HOUGHTONYeah. So the book leads off with a story called Acoustic Kitty and Jonna knows this well. She's laughing along with it. In the 1960s the CIA tried to turn a common house cat into a covert listening device. And I don't mean just kind of put a bug on them. They opened it up. They did surgery on it and they wired it up to create a robo-kitty bug for use here in D.C. and around the world. And if you think about it, you don't pay attention to a cat just kind of walking up and sitting down.
HOUGHTONWell, if you're having a clandestine meeting and a conversation a kitty sitting there won't raise any alarms. And maybe you have that conversation in front of said cat not realizing that it was a CIA listening device. The book is full of things that don't happen. So I'm kind of giving away the ending on this. The CIA was unable to effectively create this. But they spent a lot of our money doing it and testing it. And right here in D.C. theoretically part of one of the stories that they had a full-fledged field test of the cat right up the street here on Connecticut Avenue.
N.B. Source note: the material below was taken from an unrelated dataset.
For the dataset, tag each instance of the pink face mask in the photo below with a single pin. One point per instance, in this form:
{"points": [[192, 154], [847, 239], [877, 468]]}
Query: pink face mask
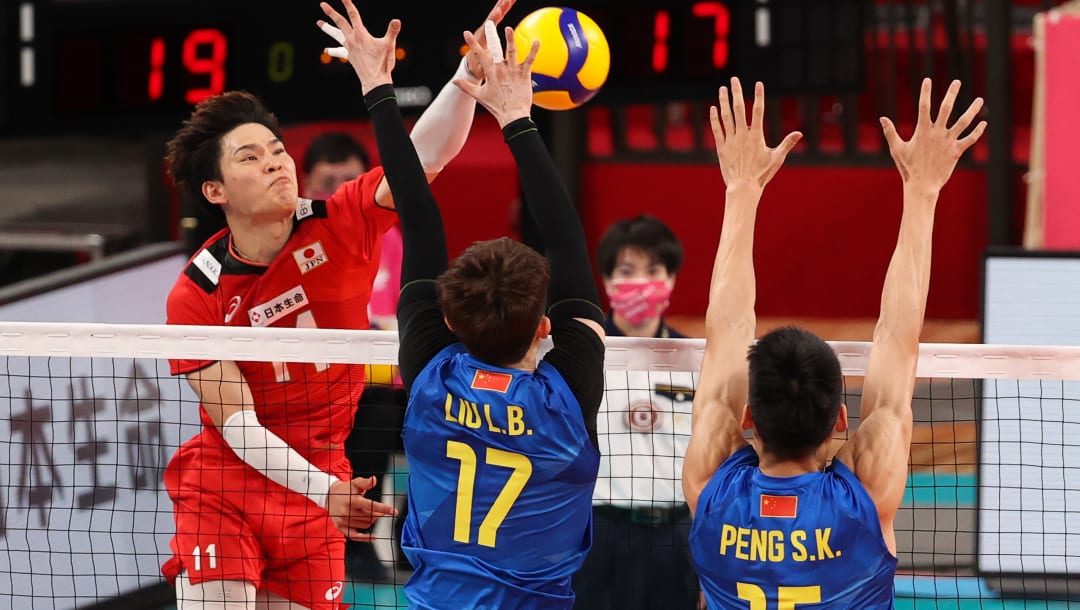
{"points": [[638, 300]]}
NNAMDIFascinating story involving I think a D.C. cab driver at some point.
NNAMDIVince Houghton is the Curator and Historian of the International Spy Museum. He's also the author of "Nuking the Moon (And Other Intelligence Schemes and Military Plots Left On the Drawing Board)." Thank you for joining us.
HOUGHTONI'm happy to be here.
NNAMDIJonna Mendez is the author of the book "Moscow Rules: The Secret CIA Tactics that Helped Win the Cold War." She's the former Chief of Disguise for the CIA. Jonna Mendez, thank you for joining us.
MENDEZIt was a pleasure.
NNAMDIGoing to take a short break, when we come back a look at the ground swell of local opposition to some of the consequences of gentrification. I'm Kojo Nnamdi.